UKPLab / sentence-transformers

State-of-the-Art Text Embeddings
https://www.sbert.net
Apache License 2.0
15.21k stars 2.47k forks source link

BERT models not working as expected for cross-lingual data #112

Open SuvroBaner opened 4 years ago

SuvroBaner commented 4 years ago

We are testing BERT on a cross lingual dataset with different permutations. Either both the sentences are in English or both of them in Hindi or one of them is English and another one is Hindi explained in the attached file.
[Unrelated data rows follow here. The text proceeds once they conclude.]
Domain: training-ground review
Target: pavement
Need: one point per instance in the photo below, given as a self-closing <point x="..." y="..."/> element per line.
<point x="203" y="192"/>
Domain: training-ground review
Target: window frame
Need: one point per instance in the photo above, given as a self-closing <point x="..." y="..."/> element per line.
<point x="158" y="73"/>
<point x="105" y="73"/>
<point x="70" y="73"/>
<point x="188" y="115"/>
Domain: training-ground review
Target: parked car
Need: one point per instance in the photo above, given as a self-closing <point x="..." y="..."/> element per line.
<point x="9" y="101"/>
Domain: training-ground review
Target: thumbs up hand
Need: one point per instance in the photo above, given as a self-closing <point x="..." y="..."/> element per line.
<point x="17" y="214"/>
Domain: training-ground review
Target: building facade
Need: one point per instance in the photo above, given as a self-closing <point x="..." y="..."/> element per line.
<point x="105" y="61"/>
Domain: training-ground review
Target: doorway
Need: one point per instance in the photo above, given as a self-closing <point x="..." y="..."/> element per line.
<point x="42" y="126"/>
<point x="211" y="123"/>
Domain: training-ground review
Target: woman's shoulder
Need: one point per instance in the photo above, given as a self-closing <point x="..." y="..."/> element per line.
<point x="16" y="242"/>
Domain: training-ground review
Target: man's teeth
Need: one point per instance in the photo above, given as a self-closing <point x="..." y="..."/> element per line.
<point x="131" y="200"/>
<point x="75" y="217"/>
Our observation is as follows -

  1. Bert-multi-base-cased without any fine tuning on "Hindi" gives every sentence a high score and we think that is randomly generated.
  2. When we fine tuned " Bert-multi-base-cased" using XNLI "Hindi" corpus then we start getting good results. If both the sentences are in the same language, the results are as expected and correct. Which also means that the model has individually learnt both the languages. But the moment we evaluate two different languages together (in our case Hindi & English) it starts giving low score for everything. One of the explanations could be that since we only fine tuned on XNLI Hindi the vector space of English and Hindi became different and hence the scores are incorrect. So, to avoid that we tried the next approach---
  3. We fine tuned "Bert-multi-base-cased" on XNLI Hindi and English together by appending both the datasets. But we didn't see any difference. The result was similar to the previous one.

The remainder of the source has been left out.